The implementation of Lean Six Sigma in a healthcare facility or system is not an easy journey. It is difficult to break down the traditional notions that everything is done by committee and the most powerful people win, dismissing the ideas of the frontline workers (nurses, doctors, technicians, etc.), who actually understand the problems and can craft the best solutions.

The focus of Lean in healthcare is to add value by improving processes and removing waste in its many forms (see below).

The correct way to address and solve a problem or remove waste is by observing, on site, connecting with the key people, and fully understanding all steps and constrains of a process, not by theorizing during a board meeting, or worse, throwing money around or adding staff when this is not the root cause of the problem.

It is now clear that Lean principles can deliver better quality (and safety) and a better patient experience while at the same time allowing for better use of existing resources and improving the staff work experience.

Lean principles use the same scientific method to diagnose and treat organizational problems as doctors use to diagnose and treat medical conditions.

For Lean to take hold in an organization and transform its culture to one of continuous improvement, senior management must relinquish the role of master problem-solver to those who are closer to the problems to be solved under the guidance of Lean consultants specialized in healthcare.

Lean, in a sense, turns leadership upside-down, with frontline workers doing much of the innovating and managers trusting them to do it – and supporting them. Respect for the potential of frontline workers to have the brainpower and commitment to improve the work must pervade the organization. Respect flows downward, not just upward.

Lean can drive an organization to a high level of efficiency. It will improve effectiveness. It doesn’t just save time; it reduces costs. The tools are pretty simple. Many of them are visually based. They are common-sense things used in uncommon ways:

  1. Defects/Mistakes. Includes time spent inspecting or fixing errors. Example: an item missing from a surgical case cart. Administration of incorrect medications. Hospital-acquired conditions.

  2. Overproduction. Includes doing more than what is needed by the patient, or doing it sooner than needed. A broad example of this is the performance of unnecessary diagnostic procedures.

  3. Transportation. Unnecessarily moving patients, specimens, or materials throughout a system is wasteful. This type of waste is evident when the hospital has a poor layout, such as a cath lab located a long distance from the emergency department.

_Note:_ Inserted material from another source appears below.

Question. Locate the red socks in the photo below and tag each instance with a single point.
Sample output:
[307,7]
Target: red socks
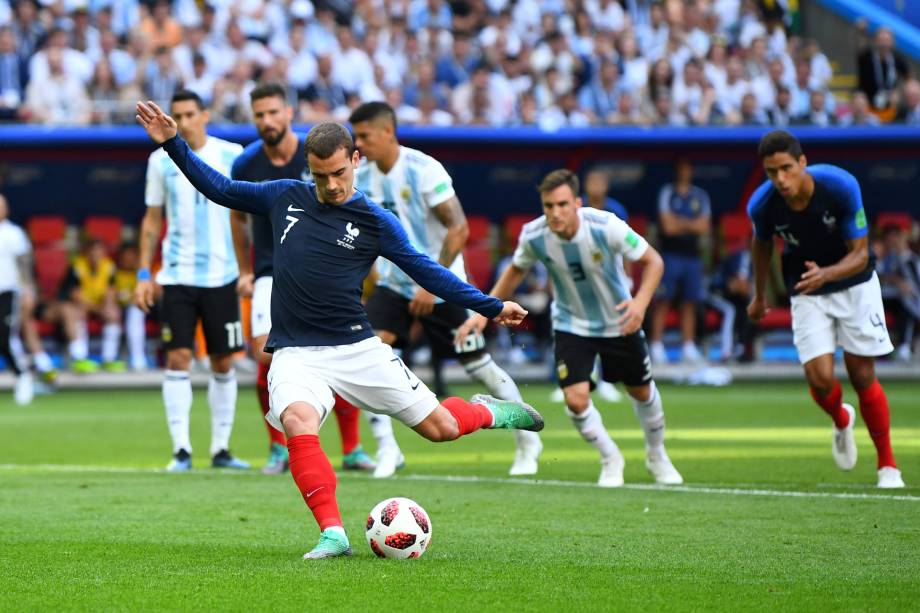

  4. Waiting. Patients in waiting rooms (or exam rooms). Staff members with uneven workloads waiting for their next task. Emergency department patients and physicians waiting for test results. ED patients waiting to be admitted to the hospital. Patients waiting to be discharged once medically ready.

  5. Inventory. Waste created by excess inventory, storage, and movement costs. One example is letting supplies expire and then disposing of them, including out-of-date medications.

  6. Motion. Do employees move from room to room, floor to floor and building to building more than necessary? That accounts for one type of waste. Example: lab employees may walk miles per day due to a poor hospital layout.

  7. Over-processing. Describes work performed that is not valued by the patient or aligned with patient needs. Unnecessary paperwork. Consultation by specialists that are not medically necessary.

  8. Human potential. This waste is caused when employees are not engaged, heard, or supported. Employees may feel burnt out and cease sharing ideas for improvement.

It goes without saying that healthcare is one of the most complicated industries in which to build quality systems.
Gustavo P. Camarano, MD, PhD, CPC, CDIP, CHCQM

Gustavo Camarano, MD, is a noninvasive academic cardiologist who gradually migrated to a physician advisor position where today he is a physician advisor with Allegheny Health Network, working with denials management and clinical documentation integrity (CDI)

Previously, Dr. Camarano worked as a coder reviewer, obtaining CPC and CDIP certification, and undergoing training in conflict management and Lean Six Sigma certification in healthcare.